Alcuni ingredienti volteggiavano fino al tavolo dove un coltello tremante iniziò a tagliarli.
Severus chiuse un attimo gli occhi cullato dal rumore ritmico della lama che cozzava contro il tavolo di legno.
Sospirò di sollievo quando il mal di testa e la nausea scemarono e aspettò che il coltello finisse il suo lavoro.

* * * *


Patricia entrò nello studio circolare visibilmente preoccupata, indossava una semplice veste da strega color avorio che faceva spiccare i capelli neri e gli occhi verdi, aveva le guance arrossate per la corsa.
Il Preside sedeva dietro la sua scrivania come se fosse un giorno qualunque.
- Stai bene? – domandò apprensiva - Minerva mi ha mandato un gufo. Diceva che non ti sei sentito bene stanotte.
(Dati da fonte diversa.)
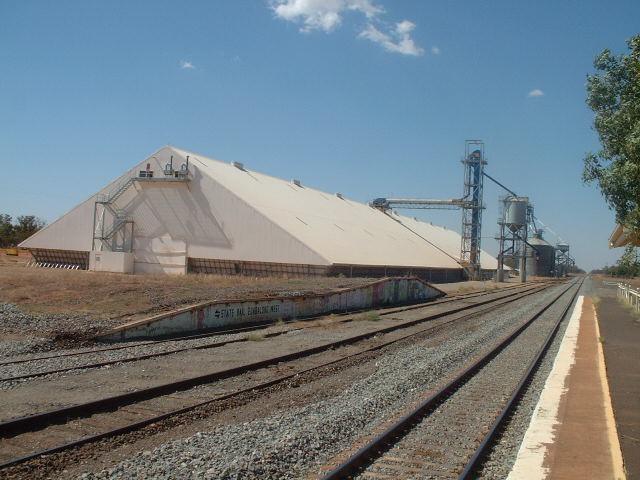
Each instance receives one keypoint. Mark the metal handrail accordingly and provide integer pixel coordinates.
(630, 295)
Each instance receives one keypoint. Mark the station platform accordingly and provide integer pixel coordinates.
(586, 423)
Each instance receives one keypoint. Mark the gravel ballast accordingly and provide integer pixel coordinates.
(292, 444)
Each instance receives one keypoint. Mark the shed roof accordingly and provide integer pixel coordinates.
(341, 230)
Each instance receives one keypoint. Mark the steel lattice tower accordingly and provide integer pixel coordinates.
(474, 163)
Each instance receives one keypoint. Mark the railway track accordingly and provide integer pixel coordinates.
(448, 434)
(194, 341)
(66, 428)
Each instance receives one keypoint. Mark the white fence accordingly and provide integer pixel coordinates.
(630, 295)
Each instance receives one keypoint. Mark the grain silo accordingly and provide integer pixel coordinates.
(541, 258)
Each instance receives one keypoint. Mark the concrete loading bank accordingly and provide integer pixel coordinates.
(389, 291)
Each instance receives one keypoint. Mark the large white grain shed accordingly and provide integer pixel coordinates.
(178, 212)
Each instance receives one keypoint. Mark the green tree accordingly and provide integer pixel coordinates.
(629, 263)
(27, 226)
(614, 96)
(6, 230)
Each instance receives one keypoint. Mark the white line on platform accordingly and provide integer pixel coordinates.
(540, 434)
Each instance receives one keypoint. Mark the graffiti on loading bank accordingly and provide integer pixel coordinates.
(238, 312)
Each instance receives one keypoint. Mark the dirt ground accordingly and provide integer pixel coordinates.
(634, 282)
(108, 299)
(43, 290)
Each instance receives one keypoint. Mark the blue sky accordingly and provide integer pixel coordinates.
(365, 97)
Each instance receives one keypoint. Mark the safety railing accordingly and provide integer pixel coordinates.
(630, 295)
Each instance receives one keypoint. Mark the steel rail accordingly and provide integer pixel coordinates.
(255, 388)
(196, 347)
(232, 331)
(490, 436)
(379, 444)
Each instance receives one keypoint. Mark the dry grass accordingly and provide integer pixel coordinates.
(42, 290)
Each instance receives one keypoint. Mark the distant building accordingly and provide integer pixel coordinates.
(177, 212)
(621, 237)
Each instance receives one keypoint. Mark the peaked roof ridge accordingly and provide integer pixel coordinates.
(272, 177)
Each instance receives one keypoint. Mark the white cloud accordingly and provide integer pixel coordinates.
(321, 14)
(326, 15)
(396, 40)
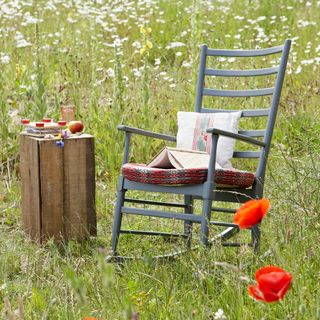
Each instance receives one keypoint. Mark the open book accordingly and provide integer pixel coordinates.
(169, 158)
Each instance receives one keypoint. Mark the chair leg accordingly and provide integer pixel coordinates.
(255, 237)
(117, 219)
(206, 216)
(188, 201)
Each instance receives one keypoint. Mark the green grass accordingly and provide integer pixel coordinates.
(75, 58)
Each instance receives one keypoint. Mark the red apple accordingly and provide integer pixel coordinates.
(75, 126)
(62, 123)
(39, 124)
(25, 121)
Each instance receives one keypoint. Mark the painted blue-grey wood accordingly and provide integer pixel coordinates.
(244, 53)
(161, 214)
(252, 133)
(274, 108)
(228, 233)
(200, 81)
(238, 93)
(244, 114)
(241, 73)
(188, 201)
(209, 192)
(237, 136)
(226, 210)
(223, 224)
(246, 154)
(152, 233)
(157, 203)
(194, 190)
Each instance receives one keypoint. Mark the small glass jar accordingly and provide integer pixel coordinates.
(68, 112)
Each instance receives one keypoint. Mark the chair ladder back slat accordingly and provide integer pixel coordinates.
(244, 53)
(246, 154)
(238, 93)
(253, 133)
(241, 73)
(245, 113)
- Ho avuto un po' di febbre. - minimizzò lui senza smettere di leggere l'ultima uscita di Pozioni Moderne – Mi sono preparato una pozione e ora sto bene. Colpa di quella corsa sotto l'acqua insieme a te. La prossima volta sarai tu ad offrirmi il pranzo.
- Peccato... - mormorò lei sedendosi su una delle poltroncine che, solitamente, occupavano gli studenti mandati da lui per ricevere severe punizioni – ho portato un libro di favole e speravo di leggertelo mentre eri incosciente.
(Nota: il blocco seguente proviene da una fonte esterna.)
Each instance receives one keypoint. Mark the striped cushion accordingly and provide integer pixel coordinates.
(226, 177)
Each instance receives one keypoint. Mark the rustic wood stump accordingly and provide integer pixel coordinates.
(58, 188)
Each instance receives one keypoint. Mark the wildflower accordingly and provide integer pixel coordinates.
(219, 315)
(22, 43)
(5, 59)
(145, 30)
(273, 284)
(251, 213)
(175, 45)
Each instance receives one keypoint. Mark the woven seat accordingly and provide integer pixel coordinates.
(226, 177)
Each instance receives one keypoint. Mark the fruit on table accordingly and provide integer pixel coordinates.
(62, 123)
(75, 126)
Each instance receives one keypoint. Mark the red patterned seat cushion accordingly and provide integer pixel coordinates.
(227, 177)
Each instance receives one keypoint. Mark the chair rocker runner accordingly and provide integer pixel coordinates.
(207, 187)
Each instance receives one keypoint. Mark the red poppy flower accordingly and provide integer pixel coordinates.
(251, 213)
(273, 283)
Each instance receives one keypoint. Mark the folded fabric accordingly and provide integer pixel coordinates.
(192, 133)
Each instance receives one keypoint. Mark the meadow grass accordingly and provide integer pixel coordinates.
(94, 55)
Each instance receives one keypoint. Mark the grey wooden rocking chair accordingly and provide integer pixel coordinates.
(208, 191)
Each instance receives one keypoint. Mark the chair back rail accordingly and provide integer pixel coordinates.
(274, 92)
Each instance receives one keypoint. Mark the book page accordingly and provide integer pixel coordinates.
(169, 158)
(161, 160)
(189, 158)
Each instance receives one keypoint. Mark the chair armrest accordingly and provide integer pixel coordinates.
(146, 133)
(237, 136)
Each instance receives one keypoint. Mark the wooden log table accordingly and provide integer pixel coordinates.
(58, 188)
- Preferisco sedermi nell’ufficio di Gazza e ascoltare la storia della sua vita.
La strega fece una smorfia e mise un libro sulla scrivania, il pozionista alzò lo sguardo dalla rivista per vedere un tomo alto quanto un’enciclopedia, la copertina era di pelle marrone, aveva incisa una parola dorata che non riconobbe e quello che sembrava il disegno di una casa di marzapane in rilievo.
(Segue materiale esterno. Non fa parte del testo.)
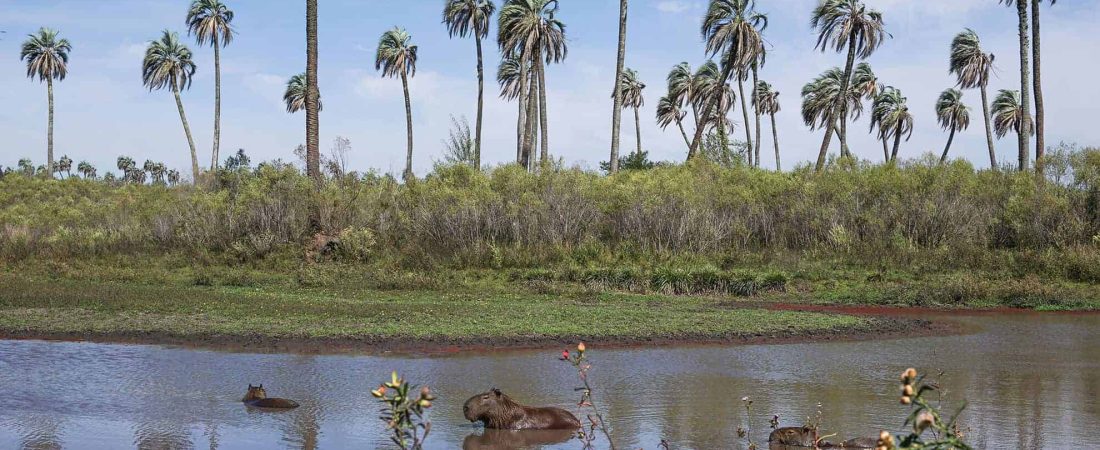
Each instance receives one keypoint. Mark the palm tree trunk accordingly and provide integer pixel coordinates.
(408, 127)
(545, 145)
(756, 111)
(50, 128)
(217, 103)
(842, 107)
(745, 113)
(680, 124)
(1037, 81)
(521, 140)
(617, 103)
(948, 147)
(637, 128)
(711, 106)
(774, 140)
(1024, 133)
(187, 131)
(481, 102)
(989, 128)
(893, 155)
(312, 110)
Sollevò un sopracciglio scettico.
- Te lo lascio lo stesso.- fece la donna alzandosi – Leggilo, non può farti che bene, burbero mago vestito di nero. Sono quasi certa che una delle tue storie preferite sarà Robin Hood. Non chiedermi perché, ma ho questa sensazione.
- Ti ho già detto che sono storielle stupide. Non lo voglio, grazie.
Patricia si alzò dalla sedia con un sorriso, lasciando il libro al suo posto, lanciò un’occhiata alla finestra alle spalle del mago.
- Il tuo camino è collegato al Ministero? – il Preside annuì - Ha iniziato a piovere e non voglio correre sotto l’acqua per arrivare a Hogsmeade e smaterializzarmi.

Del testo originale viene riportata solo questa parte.